Nazi Munitions, Torpedo Heads and Naval Mines: How Ocean Creatures Prosper on Discarded Armaments
In the brackish sea off the German coast lies a graveyard of Nazi bombs, torpedo heads and mines. Dumped from barges at the end of the second world war and left behind, numerous weapons have accumulated over the years. They create a rusting layer on the low-depth, muddy seafloor of the Bay of Lübeck in the western part of the Baltic Sea.
Over the decades, the explosive stockpile was overlooked and forgotten about. A growing number of tourists traveled to the sandy beaches and calm waters for jetskiing, kiteboarding and entertainment venues. Below the waves, the weapons eroded.
Researchers thought to see a barren area, with nothing living there because it was all contaminated, states a scientist.
When the first scientists went looking to see what they were affecting to the ecosystem, the team expected to see a lifeless zone, with no life because it was all toxic, says Andrey Vedenin.
What they found amazed them. Vedenin recalls his scientists exclaiming in amazement when the ROV first relayed pictures. That moment was a memorable occasion, he recalls.
Numerous of marine animals had settled on the munitions, creating a regenerated marine community more populous than the sea floor around it.
This marine city was proof to the tenacity of marine life. Indeed remarkable how much marine organisms we observe in places that are expected to be hazardous and risky, he says.
Over 40 starfish had clustered on to one exposed fragment of TNT. They were residing on steel casings, fuse pockets and transport cases just centimetres from its volatile core. Fish, crustaceans, anemones and mussels were all observed on the historic weapons. It resembles a coral reef in terms of the abundance of animal life that was there, states Vedenin.
Surprising Creature Concentration
An average of more than forty thousand animals were living on every meter squared of the explosives, experts documented in their study on the finding. The nearby seabed was much poorer in life, with only 8,000 individuals on every square metre.
It is paradoxical that items that are meant to kill all life are drawing so much marine organisms, explains Vedenin. It's evident how the natural world evolves after a major disaster such as the World War II and how, in certain respects, marine life finds its way to the most risky areas.
Man-made Structures as Ocean Environments
Artificial constructions such as sunken vessels, offshore windfarms, drilling platforms and undersea pipes can offer substitutes, restoring some of the destroyed habitat. This investigation shows that munitions could be comparably positive – the bloom of life on those in the Bay of Lübeck is likely to be repeated in other locations.
Between 1946 and the post-war period, 1.6 million tonnes of munitions were dumped off the Germany's shoreline. Numerous of workers transported them in vessels; some were placed in specific sites, others just dumped while traveling. This is the initial instance experts have documented how ocean organisms has reacted.
Global Instances of Marine Adaptation
- In the United States, decommissioned energy installations have transformed into reef ecosystems
- Sunken ships from the World War I have become habitats for marine life along the Potomac in Maryland
- Tank tracks that have become habitat to coral off Asan in the Pacific island
These locations become even more valuable for wildlife as the seas are increasingly depleted by commercial fishing, seafloor dredging and boat mooring. Shipwrecks and weapons dump sites essentially function as sanctuaries – they are not official reserves, but nearly any kind of anthropogenic disturbance is restricted, states Vedenin. Consequently a lot of marine species that are typically uncommon or decreasing, such as the Baltic cod, are flourishing.
Coming Issues
Wherever armed conflict has happened in the last century, adjacent waters are often littered with weapons, states Vedenin.
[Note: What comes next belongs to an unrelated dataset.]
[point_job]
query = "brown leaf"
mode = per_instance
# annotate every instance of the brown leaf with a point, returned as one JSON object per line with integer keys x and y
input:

Millions of tons of volatile compounds lie in our marine environments.
The locations of these weapons are insufficiently recorded, partially because of sovereign limits, secret defense data and the fact that records are buried in historic archives. They create an explosion and safety risk, as well as danger from the persistent leakage of toxic chemicals.
As Germany and different states begin clearing these artifacts, experts hope to safeguard the marine communities that have formed in their vicinity. In the Bay of Lübeck explosives are already being cleared.
Researchers recommend substitute these steel remains originating from weapons with certain safer, various non-dangerous objects, like possibly man-made habitats, suggests Vedenin.
He currently hopes that what occurs in Lübeck creates a precedent for substituting structures after munitions removal elsewhere – because even the most destructive explosives can become framework for new life.